Among the native plants, there are a few called “true gypsophiles” that grow only on gypsum outcrops and gypsum-rich soil. (For more scientific information about gypsophiles, see tiny.cc/r4cmnw at Oberlin College.)
Gypsum-loving plants include: Bougainvillea, angel trumpet, bicolor mustard, fiddleleaf, sandwort, prickly poppy, blanket flowers, prairie dropseed, and several native daisies, sunflowers and asters.
In September, the Oklahoma Native Plant Society held its annual meeting at the University of Central Oklahoma’s Selman Living Lab in the Cimarron Gypsum Hills (www.uco.edu/cms/sll/). Dr. Gloria Caddell, biology department chair, guided the 40 attendees on an all-day walk through the hills, identifying plants in sand, soil and rocks.
The plants on the 135-acre Selman Living Laboratory include: Bluestem, Indian grass, switch grass, grama grasses, buffalo grass, sand sage, sand plum, sumacs, hackberries, elms, cottonwood, chittamwood, willow, prickly pear, small cacti, various mosses, ferns, liverworts, and a large variety of flowering annuals and perennials. Wetland plants on the site include cattails, rushes, sedges, water cress and various algae. Photos of each plant on the site are at http://www.uco.edu/cms/sll/species.asp.
Many of our common rock garden plants are gypsophiles and one of the best known is baby’s breath. Gypsophila paniculata is tall and the creeping variety is gypsophila repens. Gypsum-loving plants thrive in alkaline or sweet soil.
The native territory for the 100 gypsophila includes dry, stony, slopes, dry stone walls and sandy steppes. Gypsophilas can be annual, semi-evergreen perennial, woody, mat forming or cushions.
Rosy veil, or gypsophila rosenscleier, tolerates winter moisture better than most of the other varieties. Each plant forms an 18-inch mound that can mature at 20 inches tall. It is a semi-evergreen perennial in zones 4 to 9 and has double, pale-pink flowers in the summer.
Gypsophila elegans is annual baby’s breath with tall branching stems and dozens of star-shaped flowers. Bright rose has rose-pink flowers, bristol fairy has double white flowers, and Carminea has deep pink flowers.
Start annual gypsophila seeds in the ground in the spring; winter-plant perennial varieties in a 60-degree environment or in a cold frame in spring. Seed-starting materials for gypsophila contain sand, gravel or crushed stone and the plants require sunny, well-drained locations.
Home gardening expert Walter Reeves (www.walterreeves.com) recommends the addition of gypsum to soften clay soil. Reeves says that if your seedlings have a hard time coming up through crusty soil, apply 5 pounds of gypsum per 100 square feet for 3 years.
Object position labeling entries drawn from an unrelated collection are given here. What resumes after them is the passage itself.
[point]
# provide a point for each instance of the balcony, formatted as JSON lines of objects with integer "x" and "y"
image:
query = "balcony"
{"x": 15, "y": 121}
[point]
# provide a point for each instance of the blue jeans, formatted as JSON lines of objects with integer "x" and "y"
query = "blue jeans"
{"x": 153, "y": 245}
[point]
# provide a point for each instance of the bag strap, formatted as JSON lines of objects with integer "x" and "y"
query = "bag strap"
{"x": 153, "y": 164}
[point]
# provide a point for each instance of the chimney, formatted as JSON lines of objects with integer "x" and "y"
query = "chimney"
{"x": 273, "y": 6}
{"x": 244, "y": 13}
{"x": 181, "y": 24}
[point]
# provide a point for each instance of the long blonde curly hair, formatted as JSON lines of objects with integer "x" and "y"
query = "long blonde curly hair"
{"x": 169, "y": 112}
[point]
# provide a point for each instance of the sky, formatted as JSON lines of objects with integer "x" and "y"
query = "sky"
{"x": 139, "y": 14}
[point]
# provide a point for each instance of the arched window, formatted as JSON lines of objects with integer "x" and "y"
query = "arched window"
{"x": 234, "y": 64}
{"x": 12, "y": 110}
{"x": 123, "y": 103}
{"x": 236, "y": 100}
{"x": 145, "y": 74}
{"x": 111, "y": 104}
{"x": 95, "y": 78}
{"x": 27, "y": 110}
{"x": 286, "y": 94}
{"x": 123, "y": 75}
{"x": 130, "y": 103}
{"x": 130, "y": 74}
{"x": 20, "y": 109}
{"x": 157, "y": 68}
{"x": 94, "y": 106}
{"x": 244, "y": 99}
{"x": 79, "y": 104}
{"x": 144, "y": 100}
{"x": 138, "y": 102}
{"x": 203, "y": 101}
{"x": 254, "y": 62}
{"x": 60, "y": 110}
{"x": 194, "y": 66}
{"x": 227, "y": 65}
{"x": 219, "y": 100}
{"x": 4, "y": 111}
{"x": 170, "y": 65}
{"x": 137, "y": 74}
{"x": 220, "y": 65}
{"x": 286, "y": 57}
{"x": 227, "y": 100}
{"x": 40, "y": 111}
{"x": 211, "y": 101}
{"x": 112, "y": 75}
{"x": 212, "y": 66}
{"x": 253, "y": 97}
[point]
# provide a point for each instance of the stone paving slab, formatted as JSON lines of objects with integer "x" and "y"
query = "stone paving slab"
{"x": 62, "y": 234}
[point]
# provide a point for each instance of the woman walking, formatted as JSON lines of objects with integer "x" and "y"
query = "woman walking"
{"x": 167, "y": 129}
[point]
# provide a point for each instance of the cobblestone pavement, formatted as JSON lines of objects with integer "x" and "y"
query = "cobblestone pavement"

Gypsum adds calcium to the soil, encouraging root growth and fruit production, though not all experts agree about its value since most soils have enough calcium. Even Reeves points out that adding several inches of compost is more likely to create growth improvement than the addition of gypsum.
You can join the Oklahoma Native Plant Society ($15) to find out about future events. The ONPS membership form, current newsletter, and meeting information can be found at www.oknativeplants.org. Their next Indoor-Outing will be held Feb. 2 at the Tulsa Garden Center, 2435 S Peoria Ave.
OSU Fact Sheet HLA-6410 at http://goo.gl/K3EF6, recommends baby’s breath for Oklahoma gardens.
Gypsophila seeds are easy to find at Harris Seeds (harrisseeds.com), Thompson & Morgan (tmseeds.com), and Burpee Seeds (burpee.com). Gypsophila diseases include crown rot from wet soil.